Some Enchanted Recording

It was some enchanted evening on April 7, 1949 when South Pacific opened at Broadway’s Majestic Theatre.  So culturally significant was this event that last week the Library of Congress added it to the National Recording Registry.  While this blogger, and millions others, have always recognized the Rodgers & Hammerstein show for its cultural significance, the Library of Congress has now also taken note.  Now future generations of American’s will know what it is like when ‘you see a stranger across a crowded room.’

To be selected for the National Recording Registry is an immense honor.  It not only signifies a recording’s popular appeal, but more importantly it’s cultural significance to the heritage of the United States.  The recordings aren’t based on trivial matters such as: “weeks spent at #1” or “total # of albums sold.”  Rather, selections are because the albums “are culturally, historically, or aesthetically important, and/or inform or reflect life in the United States.”

Each year the National Recording Registry Board accepts nominations in 23 different categories for an album’s inclusion into the Registry.  Those categories include: Documentary/Broadcast/Spoken Word, Heavy Metal, Rap/Hip-Hop and Broadway/Musical Theatre/Soundtrack.  From the nominations, the Board then chooses roughly 25-50 recordings to be preserved by the Library of Congress.  In addition to original cast album of South Pacific this year’s list also includes: Pink Floyd’s Dark Side of the Moon, the soundtrack to Saturday Night Fever, Van Cliburn’s 1958 rendition of Tchaikovsky’s Piano Concerto No.1 and a D-Day radio broadcast by journalist George Hicks.
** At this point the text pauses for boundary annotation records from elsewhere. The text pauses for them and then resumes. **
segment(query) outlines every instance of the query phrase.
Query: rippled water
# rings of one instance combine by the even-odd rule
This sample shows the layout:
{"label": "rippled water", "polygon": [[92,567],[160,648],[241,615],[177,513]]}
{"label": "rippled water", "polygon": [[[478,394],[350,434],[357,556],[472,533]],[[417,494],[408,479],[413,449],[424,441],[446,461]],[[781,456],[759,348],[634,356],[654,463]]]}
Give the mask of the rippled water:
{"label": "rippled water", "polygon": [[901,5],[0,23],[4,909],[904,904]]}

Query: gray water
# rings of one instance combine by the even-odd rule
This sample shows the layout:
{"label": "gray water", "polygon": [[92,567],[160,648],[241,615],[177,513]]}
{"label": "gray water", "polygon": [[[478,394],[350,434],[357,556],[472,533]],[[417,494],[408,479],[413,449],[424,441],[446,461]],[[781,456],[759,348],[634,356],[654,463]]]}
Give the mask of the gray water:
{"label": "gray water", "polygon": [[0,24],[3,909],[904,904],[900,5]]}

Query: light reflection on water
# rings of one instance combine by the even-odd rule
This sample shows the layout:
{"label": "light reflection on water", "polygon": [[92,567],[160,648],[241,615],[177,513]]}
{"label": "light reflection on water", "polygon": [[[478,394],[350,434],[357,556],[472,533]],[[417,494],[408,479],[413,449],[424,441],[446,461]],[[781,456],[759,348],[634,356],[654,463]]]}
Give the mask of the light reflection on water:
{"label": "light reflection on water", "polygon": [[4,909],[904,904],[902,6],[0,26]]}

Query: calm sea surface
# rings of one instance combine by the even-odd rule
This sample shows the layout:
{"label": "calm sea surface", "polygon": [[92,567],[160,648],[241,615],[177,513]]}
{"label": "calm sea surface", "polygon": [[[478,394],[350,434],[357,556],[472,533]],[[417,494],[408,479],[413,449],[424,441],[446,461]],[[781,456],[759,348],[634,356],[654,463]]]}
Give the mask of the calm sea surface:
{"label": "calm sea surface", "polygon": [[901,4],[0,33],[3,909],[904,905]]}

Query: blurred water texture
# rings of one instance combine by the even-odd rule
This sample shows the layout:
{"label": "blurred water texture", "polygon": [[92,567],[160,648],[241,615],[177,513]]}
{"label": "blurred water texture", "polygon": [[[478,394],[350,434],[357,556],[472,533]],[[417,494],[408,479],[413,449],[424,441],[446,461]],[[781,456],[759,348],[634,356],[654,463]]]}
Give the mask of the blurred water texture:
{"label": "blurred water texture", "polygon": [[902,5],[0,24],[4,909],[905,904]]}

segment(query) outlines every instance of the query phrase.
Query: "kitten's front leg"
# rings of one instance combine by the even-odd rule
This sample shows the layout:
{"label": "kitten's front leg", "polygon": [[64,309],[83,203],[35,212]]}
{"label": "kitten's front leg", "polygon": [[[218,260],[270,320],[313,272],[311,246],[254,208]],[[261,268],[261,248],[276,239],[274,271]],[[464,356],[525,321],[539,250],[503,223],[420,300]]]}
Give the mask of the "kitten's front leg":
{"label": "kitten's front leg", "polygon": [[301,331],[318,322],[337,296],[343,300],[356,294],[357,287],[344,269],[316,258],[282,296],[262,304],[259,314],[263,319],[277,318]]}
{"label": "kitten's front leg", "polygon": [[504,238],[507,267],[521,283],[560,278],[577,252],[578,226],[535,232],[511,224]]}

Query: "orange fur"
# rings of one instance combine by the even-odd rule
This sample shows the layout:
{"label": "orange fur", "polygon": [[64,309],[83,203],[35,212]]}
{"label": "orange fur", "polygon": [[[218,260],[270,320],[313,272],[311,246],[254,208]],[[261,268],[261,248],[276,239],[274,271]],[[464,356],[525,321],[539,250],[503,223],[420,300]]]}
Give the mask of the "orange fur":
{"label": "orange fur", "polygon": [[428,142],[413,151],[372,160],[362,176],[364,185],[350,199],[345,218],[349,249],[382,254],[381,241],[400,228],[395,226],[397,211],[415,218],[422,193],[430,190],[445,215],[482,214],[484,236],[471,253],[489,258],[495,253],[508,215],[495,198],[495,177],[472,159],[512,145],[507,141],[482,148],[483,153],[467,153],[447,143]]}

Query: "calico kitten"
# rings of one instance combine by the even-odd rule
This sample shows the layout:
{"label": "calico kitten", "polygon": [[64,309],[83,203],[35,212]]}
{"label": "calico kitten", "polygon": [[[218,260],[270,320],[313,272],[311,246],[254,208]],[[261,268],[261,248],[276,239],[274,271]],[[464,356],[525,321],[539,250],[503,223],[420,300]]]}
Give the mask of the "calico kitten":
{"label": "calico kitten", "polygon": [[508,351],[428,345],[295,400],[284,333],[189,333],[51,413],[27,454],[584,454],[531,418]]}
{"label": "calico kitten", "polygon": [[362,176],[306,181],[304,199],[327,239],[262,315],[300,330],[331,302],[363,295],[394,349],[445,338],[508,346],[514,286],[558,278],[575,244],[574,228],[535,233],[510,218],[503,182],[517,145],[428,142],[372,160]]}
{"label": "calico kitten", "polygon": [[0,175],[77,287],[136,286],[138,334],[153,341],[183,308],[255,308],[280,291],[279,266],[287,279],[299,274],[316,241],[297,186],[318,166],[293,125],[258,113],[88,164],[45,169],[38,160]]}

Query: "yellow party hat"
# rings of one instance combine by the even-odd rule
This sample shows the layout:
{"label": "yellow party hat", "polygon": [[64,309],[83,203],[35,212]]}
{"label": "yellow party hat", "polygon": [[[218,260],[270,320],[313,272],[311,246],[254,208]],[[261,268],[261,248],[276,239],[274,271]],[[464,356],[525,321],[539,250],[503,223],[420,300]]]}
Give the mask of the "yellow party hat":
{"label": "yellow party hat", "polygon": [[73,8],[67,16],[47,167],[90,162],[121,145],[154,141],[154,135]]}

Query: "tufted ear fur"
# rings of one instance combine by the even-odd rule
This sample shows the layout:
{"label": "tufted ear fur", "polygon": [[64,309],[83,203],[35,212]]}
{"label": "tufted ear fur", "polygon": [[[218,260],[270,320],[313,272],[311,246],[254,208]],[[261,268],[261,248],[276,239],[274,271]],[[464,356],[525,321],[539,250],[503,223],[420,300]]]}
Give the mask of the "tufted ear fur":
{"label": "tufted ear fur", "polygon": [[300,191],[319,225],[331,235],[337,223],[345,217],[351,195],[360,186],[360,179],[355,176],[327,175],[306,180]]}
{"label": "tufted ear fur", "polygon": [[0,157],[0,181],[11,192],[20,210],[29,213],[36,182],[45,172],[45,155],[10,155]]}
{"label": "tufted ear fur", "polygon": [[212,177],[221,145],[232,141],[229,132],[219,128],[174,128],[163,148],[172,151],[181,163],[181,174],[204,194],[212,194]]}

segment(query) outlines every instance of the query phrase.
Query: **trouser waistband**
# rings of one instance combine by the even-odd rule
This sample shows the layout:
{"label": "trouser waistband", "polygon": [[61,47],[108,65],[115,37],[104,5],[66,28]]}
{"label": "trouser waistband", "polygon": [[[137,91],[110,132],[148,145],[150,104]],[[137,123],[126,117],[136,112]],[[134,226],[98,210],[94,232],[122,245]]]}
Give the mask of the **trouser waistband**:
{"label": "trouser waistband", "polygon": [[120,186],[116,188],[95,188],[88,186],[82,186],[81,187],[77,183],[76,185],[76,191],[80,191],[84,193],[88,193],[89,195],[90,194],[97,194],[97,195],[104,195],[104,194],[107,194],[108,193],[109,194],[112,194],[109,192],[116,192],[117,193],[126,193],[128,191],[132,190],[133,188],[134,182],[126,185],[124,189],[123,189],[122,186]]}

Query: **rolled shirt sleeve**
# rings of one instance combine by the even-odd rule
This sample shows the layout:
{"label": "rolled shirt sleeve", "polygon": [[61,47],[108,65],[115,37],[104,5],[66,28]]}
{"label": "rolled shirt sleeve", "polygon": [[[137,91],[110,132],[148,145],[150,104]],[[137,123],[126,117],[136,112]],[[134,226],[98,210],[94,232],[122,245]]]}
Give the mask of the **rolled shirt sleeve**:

The Registry is a who’s who of American political, entertainment and religious culture.  While Congress usually gets jeered, I feel that this is one occasion where they should be cheered.  For none of this would be possible had it not been mandated by the National Recording Preservation Act of 2000.

Going back to South Pacific, I don’t think it was picked solely because of its success on both stage and screen.  Yes, the show won 10 Tony awards, the Pulitzer Prize for Drama and has been produced around the world, but it also represents something more.  On the eve of the American Civil Rights movement, South Pacific unapologetically proclaimed, “You’ve got to be taught to hate and fear.”  This statement is still as bold now as was when it was first sung in 1949.  That declaration alone is reason enough why South Pacific should be preserved, and listened too for generations to come.